If you were a fly on the wall of my house between 5:00 and 5:30 pm you would observe something that—after some time—you might describe as dinner.
You would notice how seemingly haphazard, disorganized, and muddled it was, but at some point, you might be able to discern an actual meal emerging from the chaos.
To be honest, dinnertime is not my favorite time. Not with preschoolers.
In fact there was a time when when family dinnertime was sacrificed on the altar of our sanity. It required too much juggling, sitting down and getting up, dropped forks, spilled cups, and requests for more napkins by surprisingly messiness-aware toddlers to make it worth the toll is was taking on my emotional well-being.
So we gave up family dinners and we subtly eased into eating dinner after the boys were already in bed. When it so was much more . . . quiet, relaxing, and conducive for conversation.
It felt normal mealtime.
It seemed like a win all around.
When I think back to my growing up years and our family dinners around the kitchen table. . .
I remember our pickiness as kids—I only ate the bottoms of broccoli and my brother the tops.
I remember our insane requests—my sister insisted her green beans were canned and not fresh.
I don’t remember conversations.
I don’t recall pivotal memories.
I can’t bring to mind significant moments that happened there.
It turns out I don’t remember much about my family dinners at all.
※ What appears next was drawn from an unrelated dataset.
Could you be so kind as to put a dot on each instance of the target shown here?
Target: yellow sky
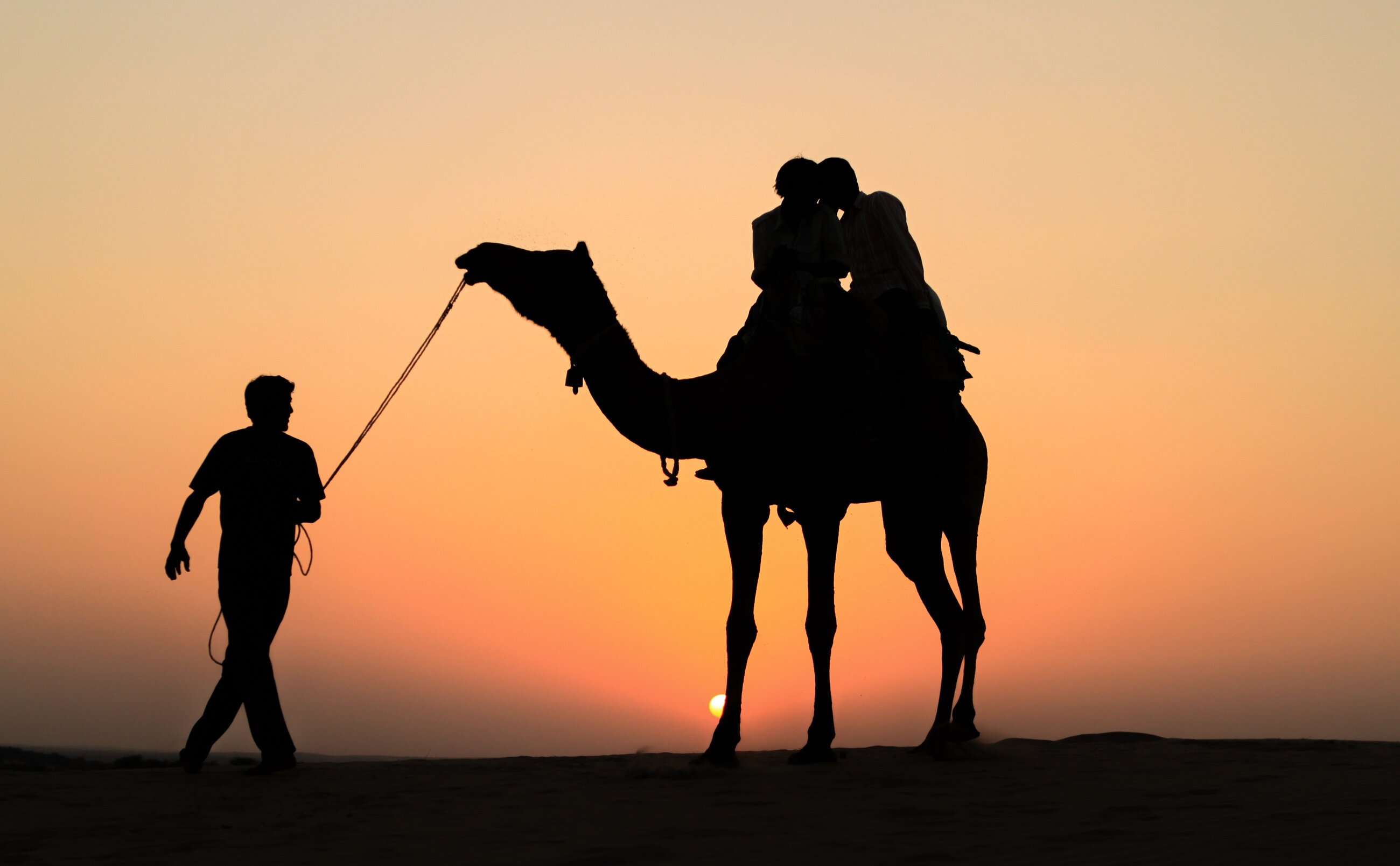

Except that they happened.
In The Art of Family: Rituals, Imagination, and Everyday Spirituality, author Gina Bria quotes Monica Wilson, an early researcher in African rituals, as saying, “Rituals reveal values at their deepest level…[expressing] what moves people most.”
Which made me see why dinners together are more vital to the health of our family than I had originally thought—even though they can be just as equally maddening.
Not because of what happens during them, but because of what they represent.
Because they bring to light something our kids can see matters to us—without us having to tell them.
They can participate.
They can be present.
They can be a part of something we don’t have to waste our breath convincing them is important because they observe it happening on a regular basis.
So family dinnertimes were resurrected. And now, we all eat together at 5:00pm.
Yes, my husband and I are starving again at 8:30pm.
Yes, there is more grazing our plates, or stuffing our faces, than actual time spent in our chairs.
Yes, 80% of the conversation is teaching two boys how to act like human beings at a dinner table and not animals.
Yes, it is tiring.
But we aren’t looking for remarkable memories to be made. We’re looking for rituals to be started. Because the point isn’t even really the meal. The point is for our kids to one day look back and recall just enough about dinners together to know they happened. That the time at the table was valued. That there wasn’t necessarily magic every time we got together, but we cared enough about each other to be at the same place at the same time with no distractions. And that time in each other’s presence is always worth fighting for.
And it’s worth fighting for because the people who mean the most to us in the world are in one place, without distraction of phone or TV.
Just a few weeks ago our family of four drove twelve hours to meet up with my parents and siblings and nieces. It was a great vacation. Crabbing. Bike-riding. Kite-flying. Sand castle-building. Ocean-playing. And dinners at the kitchen table. And for all the tangible memories made, the thing that anchors my recollection of that trip is the repetition of what has become a time honored and generationally valued ritual.
Sometimes it’s messy. Often times its inconvenient. But family dinners together will always create a track in our minds and the minds of our children that time at the table is honored—not because of what is done there or what is said there, but because of who is gathered there.